No meu
post de ontem, avancei com algumas ideias que, em minha opinião, poderiam ser postas em prática para que Portugal saísse do buraco pantanoso em que está mergulhado.
Pergunta-me, e muito bem, o Leitor J onde se
arranjaria o dinheiro necessário para esse ‘programa de festas’ (palavras minhas,
agora).
Para os que não leram, referia-me eu a que o que me parece indispensável é que
se abandone (já!, antes que seja tarde demais) a política suicidária que tem vindo a ser posta em prática pela incompetente equipa de Passos Coelho e que se relance a economia, dirigindo o país na direcção do desenvolvimento
sustentável. Enunciei uma série de medidas que me parecem de óbvia pertinência
no actual estado do país.
Contudo, o leitor J duvida que se
arranje financiamento para todas as medidas que elenquei.

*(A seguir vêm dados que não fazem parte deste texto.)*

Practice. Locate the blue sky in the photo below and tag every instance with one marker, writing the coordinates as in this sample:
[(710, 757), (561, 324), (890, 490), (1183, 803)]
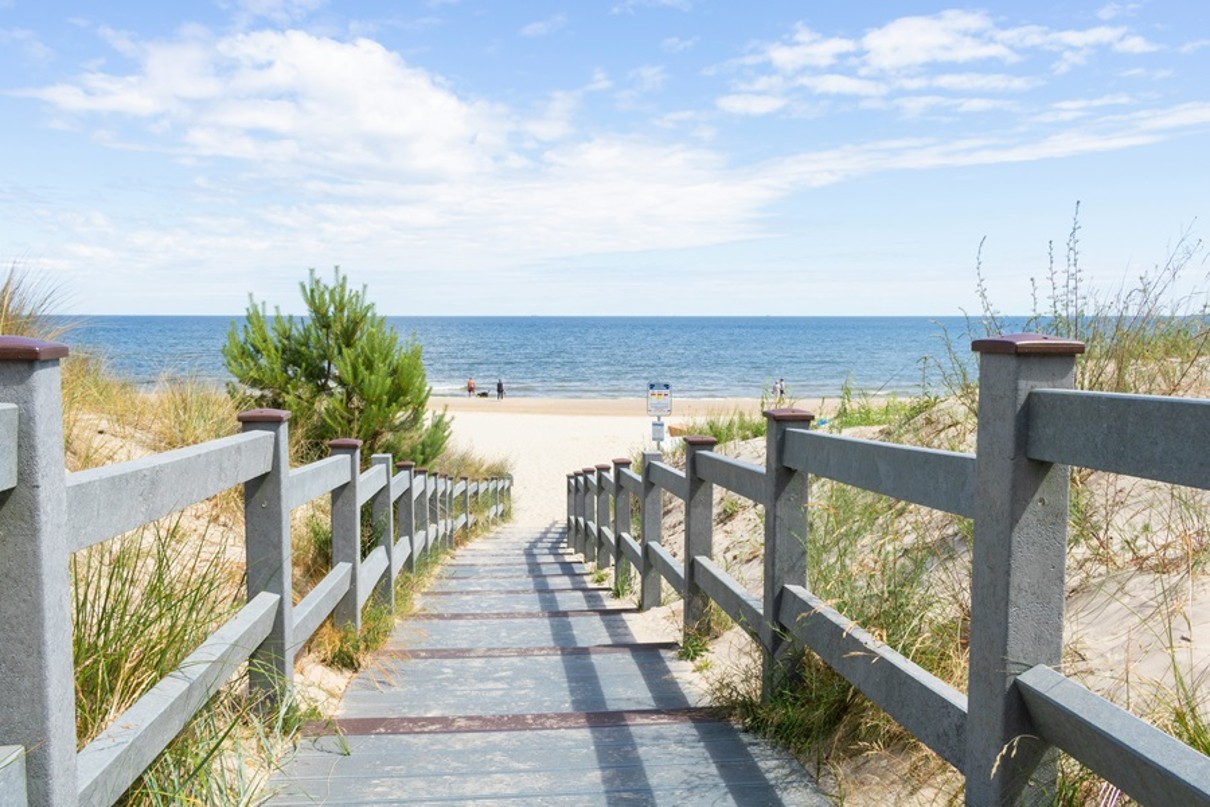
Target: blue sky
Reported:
[(616, 157)]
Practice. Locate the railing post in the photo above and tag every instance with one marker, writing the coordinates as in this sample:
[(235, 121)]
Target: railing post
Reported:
[(651, 514), (346, 532), (621, 517), (266, 518), (382, 517), (603, 516), (38, 696), (405, 513), (424, 536), (466, 505), (589, 509), (1017, 581), (698, 530), (785, 540), (571, 512)]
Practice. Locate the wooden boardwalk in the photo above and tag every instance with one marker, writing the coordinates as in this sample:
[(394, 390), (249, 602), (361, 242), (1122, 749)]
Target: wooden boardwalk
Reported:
[(519, 682)]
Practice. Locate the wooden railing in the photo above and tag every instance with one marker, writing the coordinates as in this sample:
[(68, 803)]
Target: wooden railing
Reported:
[(47, 513), (1018, 707)]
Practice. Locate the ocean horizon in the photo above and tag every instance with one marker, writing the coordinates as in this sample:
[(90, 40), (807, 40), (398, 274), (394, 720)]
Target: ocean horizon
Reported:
[(581, 357)]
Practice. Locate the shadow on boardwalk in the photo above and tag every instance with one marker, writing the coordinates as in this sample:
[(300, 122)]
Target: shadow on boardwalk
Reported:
[(519, 682)]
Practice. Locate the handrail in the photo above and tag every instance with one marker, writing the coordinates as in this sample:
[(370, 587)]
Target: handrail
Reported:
[(1031, 425), (52, 513), (115, 499)]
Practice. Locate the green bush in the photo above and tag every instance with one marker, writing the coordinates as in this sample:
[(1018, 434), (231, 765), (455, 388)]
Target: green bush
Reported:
[(341, 372)]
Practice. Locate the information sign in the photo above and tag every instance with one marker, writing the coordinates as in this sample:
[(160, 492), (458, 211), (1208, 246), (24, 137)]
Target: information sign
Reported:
[(660, 399)]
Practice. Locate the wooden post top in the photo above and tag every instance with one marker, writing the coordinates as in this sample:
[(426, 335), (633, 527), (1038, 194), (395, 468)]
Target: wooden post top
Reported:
[(264, 416), (1029, 345), (789, 415), (26, 349)]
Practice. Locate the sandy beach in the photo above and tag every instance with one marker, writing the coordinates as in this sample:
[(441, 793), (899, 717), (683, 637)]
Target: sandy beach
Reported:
[(547, 438)]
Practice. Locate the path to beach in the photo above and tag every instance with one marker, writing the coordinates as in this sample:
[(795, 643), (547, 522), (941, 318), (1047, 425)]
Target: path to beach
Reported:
[(547, 438)]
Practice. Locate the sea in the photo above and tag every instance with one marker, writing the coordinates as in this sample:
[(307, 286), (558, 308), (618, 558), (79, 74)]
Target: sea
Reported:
[(585, 357)]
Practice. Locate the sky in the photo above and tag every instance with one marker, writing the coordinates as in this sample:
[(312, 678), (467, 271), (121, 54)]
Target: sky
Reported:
[(657, 157)]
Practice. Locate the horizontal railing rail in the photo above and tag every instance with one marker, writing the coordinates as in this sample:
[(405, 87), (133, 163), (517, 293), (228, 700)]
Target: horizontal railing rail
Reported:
[(1031, 426), (51, 513)]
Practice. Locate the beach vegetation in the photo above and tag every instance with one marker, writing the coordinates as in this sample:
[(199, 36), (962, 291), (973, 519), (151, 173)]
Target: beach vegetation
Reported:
[(341, 370)]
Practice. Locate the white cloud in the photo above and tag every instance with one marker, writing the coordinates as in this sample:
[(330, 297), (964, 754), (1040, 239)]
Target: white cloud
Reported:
[(806, 49), (750, 104), (545, 27), (678, 44)]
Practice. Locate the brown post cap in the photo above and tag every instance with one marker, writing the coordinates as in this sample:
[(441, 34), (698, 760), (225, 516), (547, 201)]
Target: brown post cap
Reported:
[(1029, 345), (26, 349), (789, 415), (263, 416)]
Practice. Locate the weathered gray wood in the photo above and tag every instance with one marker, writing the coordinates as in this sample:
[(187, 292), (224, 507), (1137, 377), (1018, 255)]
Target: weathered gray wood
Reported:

É certo que para se fazerem
omeletas se requerem ovos ou, pelo menos, substâncias obtidas a partir de ovos.
Mas pense o Caro J que, no que se refere a ovos, não tem não
mais do que apenas dois e que, com eles e mais nada, faz uma omeleta. Fá-la-á
e ficará boa mas, para si, como refeição, será talvez curta.
Pegue agora num único
ovo, em leite, em batata cozida cortada aos bocadinhos, em cebola previamente
alourada, em queijo, e faça a mesma omeleta. Repare na diferença de tamanho,
repare na diferença de nutrientes, repare no sabor. E ainda lhe sobrou um ovo
para uma próxima ocasião.
Ou seja, para se levar a cabo
um projecto não basta deitar-lhe dinheiro em cima.
Há quem o faça, gente pouco
criativa, pouco inteligente, desbaratando recursos sem obter resultados que se vejam.
E há os que com pouco fazem muito. Aliás é o que a gente mais pobre faz desde sempre (uma refeição completa feita com pão duro, caldo de cozer peixe e um ovo, um cheirinho a coentros - e que bela açorda sai).
Ou seja, é errado pensar-se que tudo requer muito dinheiro. Nisso Portugal tem cometido muitos erros, esbanjando dinheiro de forma pouco inteligente.
Para ilustrar outro aspecto, conto agora uma história que,
uma vez, já aqui contei.
Uma vez, num hotel, depois de fazer as
contas, que eram elevadas, um cliente, ao ir-se embora, deixou no balcão uma nota de 100 euros. O
recepcionista estranhou mas admitiu que fosse generosa gorjeta.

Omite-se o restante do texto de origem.